What holds the biggest tension in trying to manage everything?

The mom guilt is real. I often feel sad that I’m unable to sit and play with Harley for longer amounts of time and wonder if she feels like I’m being rude or negligent. If I’m playing with her, then I’m neglecting the next case study for school hanging over my head. If I choose to do school work before Harley is asleep because I want to go to sleep before the wee hours of the morning, I’m back to feeling selfish. I sometimes choose to work an extra Saturday to make more money (because, let’s face it, those electric bills are HIGH these days), but that means sacrificing time I should be dedicated to everything else in the world. If I’m doing school work, then why is there not laundry going at the same time? If I take a call from one of my finance managers working late, am I “that” mom whose putting work before quality time? If I’m doing laundry all the time, why is this place so stinking messy? Next thing you know, I’m panicking thinking about the house being a mess and setting a bad example. Oh is that my childhood friend calling? Sorry can’t answer because I literally don’t want to use energy to speak to another adult. But if I don’t talk to another adult about something other than either data analytics or Paw Patrol, I’m going to go out of my mind.
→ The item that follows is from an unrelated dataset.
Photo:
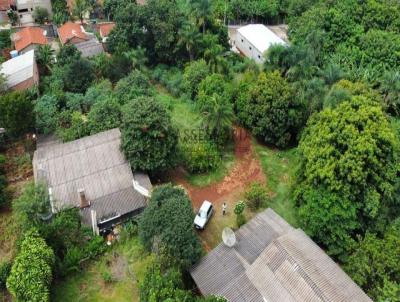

Everything is a double edged sword. It’s like being tasked with filling 6 separate empty liter bottles with only 1 gallon of fluid every day. Except the bottles are on fire and the fluid is gasoline. Planning is so essential for my day to flow smoothly and it helps that I have a small, but reliable support structure if anything changes.

What’s one resource that would make your life easier?

Quick, easy, healthy delivered meals (or meal packages) for KIDS!

How would you encourage other working moms who are overwhelmed?

Learn and practice mindfulness. Learn your bodies natural cues for when it is overwhelmed and tired and take time to identify what helps you relax in a small amount of time. Sometimes I have to put myself in time out too. Sometimes 10 minutes of playing the tongue drum, or coloring (yes adult coloring!), or origami, or listening to my Insight Timer app and binaural beats helps put me back in a positive mindset and forget that there’s so much to balance. Everything, hardship or not, is temporary. It’s ok to not be Mary Poppins and excruciatingly chipper through  the tough times; don’t give into toxic positivity. Don’t compare yourself to others, and if you have a natural inclination to do so, don’t touch social media ever again.